A personality portrait of YouTube pundit Cenk Uygur that lacks its subject's audacity.
Mad As Hell
Loudmouth YouTube news commentator Cenk Uygur has been bum rushing his way through the media for years. With his uninhibited, fiery commentary style as his calling card, he worked his way up from being the host of a crummy public access show, to creating the successful YouTube news show “The Young Turks” (TYT), to being offered a job as the host of his own show on MSNBC. It was Uygur’s ambition and unfiltered rabble-rousing that got him to the top of the media mountain, but his staunch refusal to compromise his vision that compelled him to turn down MSNBC, who requested he go easier on the Obama administration on air. Only on YouTube, a platform that embraces creative liberty and unencumbered content creation, can Uygur speak his mind in earnest with TYT.
A documentary less about Uygur’s raucous political ideals than it is about the makeup of a man whose disruptive nature has kept him out of the limelight, Mad As Hell is a solidly-crafted portrait of a fascinating media outsider. Its biggest problem, though, is that its focus is always either too broad or too narrow to fully absorb us into Uygur’s up-and-down journey through his one-of-a-kind career. The film’s not intimate enough: Uygur always feels at arms-length, and his deepest vulnerabilities never feel fully explored. And the film is too transfixed with its subject’s personality to delve deep enough into the intrigue of the ever-evolving, Wild West media landscape.
Uygur’s passion perpetually rides the line between inspiring and aggravating, and his brashness drives the movie, much like it drove TYT to success. (It’s the most-watched news channel on YouTube with over a billion views, though to be honest I can’t name even one other news channel on YouTube, so take that for what you will.) Director Andrew Napier chose the film’s title as an homage to the Peter Finch’s fed-up newsman in Network, whose on-screen blow-up in that movie is in the same spirit as Uygur’s volcanic on-air diatribes. He’s a man’s man with a strong chin and charisma for days, and he’s undeniably magnetic, but the truth is, in a documentary like this, one can’t help but yearn to see a bit more of his life outside his ongoing crusade. A sweet moment between Uygur and his young son playing outside their home is a refreshing respite from the media mayhem, and more footage of that flavor may have given the film more depth and roundness.

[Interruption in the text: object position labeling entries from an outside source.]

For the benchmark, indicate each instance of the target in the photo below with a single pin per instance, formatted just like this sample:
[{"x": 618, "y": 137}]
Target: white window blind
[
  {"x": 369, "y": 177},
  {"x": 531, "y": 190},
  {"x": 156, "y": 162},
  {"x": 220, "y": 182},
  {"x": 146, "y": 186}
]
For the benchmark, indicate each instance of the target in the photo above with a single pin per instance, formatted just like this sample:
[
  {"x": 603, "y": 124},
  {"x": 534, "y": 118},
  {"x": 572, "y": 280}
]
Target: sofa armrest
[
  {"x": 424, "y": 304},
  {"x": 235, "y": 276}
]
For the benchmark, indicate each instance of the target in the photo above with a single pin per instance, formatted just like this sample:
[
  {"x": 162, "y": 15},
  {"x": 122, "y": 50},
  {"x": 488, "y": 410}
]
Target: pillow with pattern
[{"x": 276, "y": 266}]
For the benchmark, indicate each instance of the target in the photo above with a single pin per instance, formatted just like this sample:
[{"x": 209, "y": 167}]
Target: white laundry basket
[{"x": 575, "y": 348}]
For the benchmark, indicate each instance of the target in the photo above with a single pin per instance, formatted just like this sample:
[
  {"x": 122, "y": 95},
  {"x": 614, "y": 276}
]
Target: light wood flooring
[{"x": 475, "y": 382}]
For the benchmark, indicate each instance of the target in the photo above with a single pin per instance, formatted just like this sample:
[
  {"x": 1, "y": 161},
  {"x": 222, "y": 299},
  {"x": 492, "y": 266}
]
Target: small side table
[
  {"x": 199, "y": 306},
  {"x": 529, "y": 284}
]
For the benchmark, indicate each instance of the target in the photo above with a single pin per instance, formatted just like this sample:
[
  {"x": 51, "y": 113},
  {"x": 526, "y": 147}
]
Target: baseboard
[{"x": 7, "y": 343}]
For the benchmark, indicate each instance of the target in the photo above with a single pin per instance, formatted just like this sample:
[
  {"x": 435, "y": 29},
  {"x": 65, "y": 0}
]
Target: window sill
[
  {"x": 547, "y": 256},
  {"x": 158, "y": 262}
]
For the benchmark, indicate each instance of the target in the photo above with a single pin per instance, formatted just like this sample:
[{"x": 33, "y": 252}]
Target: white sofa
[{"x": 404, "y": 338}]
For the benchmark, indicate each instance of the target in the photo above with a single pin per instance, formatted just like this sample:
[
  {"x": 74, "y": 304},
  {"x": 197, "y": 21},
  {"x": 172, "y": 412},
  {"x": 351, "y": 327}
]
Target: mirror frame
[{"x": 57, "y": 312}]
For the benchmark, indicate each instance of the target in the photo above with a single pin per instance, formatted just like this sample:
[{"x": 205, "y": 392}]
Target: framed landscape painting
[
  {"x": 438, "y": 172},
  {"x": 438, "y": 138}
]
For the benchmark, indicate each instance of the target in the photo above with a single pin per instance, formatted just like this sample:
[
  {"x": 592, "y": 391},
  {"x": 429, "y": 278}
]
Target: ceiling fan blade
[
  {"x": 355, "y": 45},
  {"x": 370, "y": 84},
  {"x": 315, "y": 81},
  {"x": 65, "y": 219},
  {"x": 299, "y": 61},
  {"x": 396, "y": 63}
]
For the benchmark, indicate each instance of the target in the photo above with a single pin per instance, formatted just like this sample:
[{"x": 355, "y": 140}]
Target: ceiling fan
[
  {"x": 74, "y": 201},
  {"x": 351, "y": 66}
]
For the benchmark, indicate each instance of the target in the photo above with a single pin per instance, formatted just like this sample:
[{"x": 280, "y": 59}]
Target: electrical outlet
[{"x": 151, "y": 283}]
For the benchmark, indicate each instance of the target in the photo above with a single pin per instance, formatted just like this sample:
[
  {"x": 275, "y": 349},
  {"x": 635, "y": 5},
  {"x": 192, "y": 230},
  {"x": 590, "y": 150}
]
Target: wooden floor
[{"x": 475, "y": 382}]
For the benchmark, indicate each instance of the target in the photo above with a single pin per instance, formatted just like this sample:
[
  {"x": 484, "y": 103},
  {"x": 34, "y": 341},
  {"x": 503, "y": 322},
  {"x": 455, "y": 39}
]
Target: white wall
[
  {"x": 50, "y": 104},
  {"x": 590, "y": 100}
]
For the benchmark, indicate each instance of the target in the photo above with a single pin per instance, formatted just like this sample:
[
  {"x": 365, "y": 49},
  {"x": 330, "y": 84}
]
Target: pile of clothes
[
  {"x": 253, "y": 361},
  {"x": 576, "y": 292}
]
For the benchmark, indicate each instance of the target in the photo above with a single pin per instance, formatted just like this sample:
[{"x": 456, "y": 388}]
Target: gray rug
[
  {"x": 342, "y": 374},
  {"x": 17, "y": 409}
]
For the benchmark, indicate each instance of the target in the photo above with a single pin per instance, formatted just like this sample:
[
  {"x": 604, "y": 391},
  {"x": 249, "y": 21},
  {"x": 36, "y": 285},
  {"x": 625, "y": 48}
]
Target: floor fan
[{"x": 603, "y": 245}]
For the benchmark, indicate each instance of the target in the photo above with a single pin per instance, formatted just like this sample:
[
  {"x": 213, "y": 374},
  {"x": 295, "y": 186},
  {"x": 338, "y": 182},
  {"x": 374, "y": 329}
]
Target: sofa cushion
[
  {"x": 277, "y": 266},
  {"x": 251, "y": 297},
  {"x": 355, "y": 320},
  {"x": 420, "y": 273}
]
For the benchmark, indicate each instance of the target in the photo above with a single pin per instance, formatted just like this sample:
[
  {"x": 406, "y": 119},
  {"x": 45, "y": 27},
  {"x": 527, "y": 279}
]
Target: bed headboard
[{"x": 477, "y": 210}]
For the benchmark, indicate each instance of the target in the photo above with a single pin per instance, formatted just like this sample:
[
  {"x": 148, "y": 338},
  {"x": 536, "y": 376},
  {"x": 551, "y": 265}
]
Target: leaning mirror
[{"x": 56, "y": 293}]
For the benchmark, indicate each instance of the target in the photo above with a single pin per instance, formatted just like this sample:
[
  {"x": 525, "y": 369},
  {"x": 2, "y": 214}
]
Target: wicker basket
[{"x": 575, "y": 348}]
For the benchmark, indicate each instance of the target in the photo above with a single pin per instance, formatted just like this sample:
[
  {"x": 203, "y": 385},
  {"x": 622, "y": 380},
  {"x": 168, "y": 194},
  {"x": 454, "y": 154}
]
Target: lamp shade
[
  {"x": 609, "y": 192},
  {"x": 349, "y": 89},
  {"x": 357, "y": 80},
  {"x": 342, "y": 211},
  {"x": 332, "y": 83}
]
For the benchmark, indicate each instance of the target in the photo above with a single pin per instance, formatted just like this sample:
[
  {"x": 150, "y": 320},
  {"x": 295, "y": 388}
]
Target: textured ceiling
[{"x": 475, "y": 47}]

The film plays out like a romance drama, with the lovers being Uygur and YouTube. Before he found the online video juggernaut, he was struggling to find a platform where he could make a real connection with the larger population. TYT found its footing on YouTube and his media presence began to grow, but when he took a temporary gig with the wealthier, shinier platform of MSNBC, he was no longer able to give TYT his all like he had for years. There’s more than a whiff of an infidelity theme in the way Napier presents Uygur’s graduation to the big leagues. When the relationship with MSNBC was severed, and a short-lived stint on Al Gore’s “Current TV” came to an end when the former president sold the network to Al Jezeera, it became clear that his true home would always be online, with TYT. “As we’ve found success, online media has found success,” says Uygur. “It’s a symbiotic relationship.”
The extensive behind the scenes footage at TYT was collected partly during Napier’s time working with the company, a fact that may bother some, but shouldn’t (Napier is no longer with TYT and the group had no say in the final edit). Almost all interviews come from within Uygur’s circle, including childhood friends and colleagues, but none of the interviewees seem to be pulling any punches, sometimes expressing their lack of confidence in Uygur’s strategies and philosophies. But on the whole there’s a pervading sense that the film leans more toward the hagiographic side of the spectrum. Mad As Hell is a slick-looking doc, but its storytelling is decidedly conventional: the talking head interviews serve their purpose, and the backstage footage is interesting, but none of it feels as spontaneous, alive and dangerous as Uygur.